Europejscy producenci ciężarówek mogą stracić 11% rynku UE na rzecz międzynarodowych rywali elektrycznych do 2035 r., prognozuje Boston Consulting Group (BCG) w badaniu zleconym przez Transport & Environment (T&E). Jest to jeden z trzech analizowanych przez BCG scenariuszy dotyczących wpływu konkurencji międzynarodowej. Oznaczałoby to utratę udziału w rynku takich firm transportowych jak Scania lub IVECO na rzecz takich firm jak Tesla i BYD – twierdzi T&E. Organizacja pozarządowa wzywa prawodawców, aby oparli się na europejskich producentach, aby zwiększyć podaż bezemisyjnych ciężarówek i lepiej przygotować je do międzynarodowej konkurencji.

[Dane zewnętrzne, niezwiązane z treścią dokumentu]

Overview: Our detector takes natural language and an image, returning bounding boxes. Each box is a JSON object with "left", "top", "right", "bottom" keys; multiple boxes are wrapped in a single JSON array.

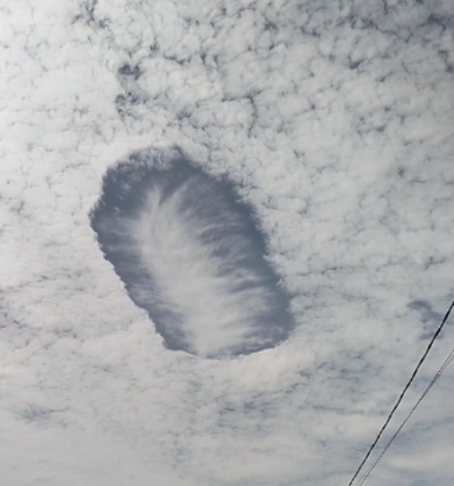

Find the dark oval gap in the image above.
[{"left": 90, "top": 150, "right": 294, "bottom": 358}]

Bariery wejścia na rynek samochodów ciężarowych są wyższe niż w przypadku samochodów osobowych, przy niewielkim handlu międzynarodowym. Ale to może się szybko zmienić, jeśli inne regiony szybciej się zelektryfikują. BCG twierdzi, że popyt w UE na bezemisyjne ciężarówki wzrośnie do 55% sprzedaży do 2030 r., ponieważ ceny spadną. Jednak obecne normy CO 2 dla samochodów ciężarowych stwarzają ryzyko, że europejscy producenci nie zaspokoją popytu. T&E powiedział, że prawodawcy UE powinni wyznaczyć bardziej ambitne cele, aby wymagać od producentów ciężarówek produkowania większej liczby pojazdów o zerowej emisji. Pomogłoby to uniknąć powtórzenia się sytuacji na rynku samochodowym, na którym europejskie przedsiębiorstwa samochodowe, które powoli elektryfikowały się, stoją obecnie w obliczu zwiększonej konkurencji w UE ze strony chińskich producentów pojazdów elektrycznych.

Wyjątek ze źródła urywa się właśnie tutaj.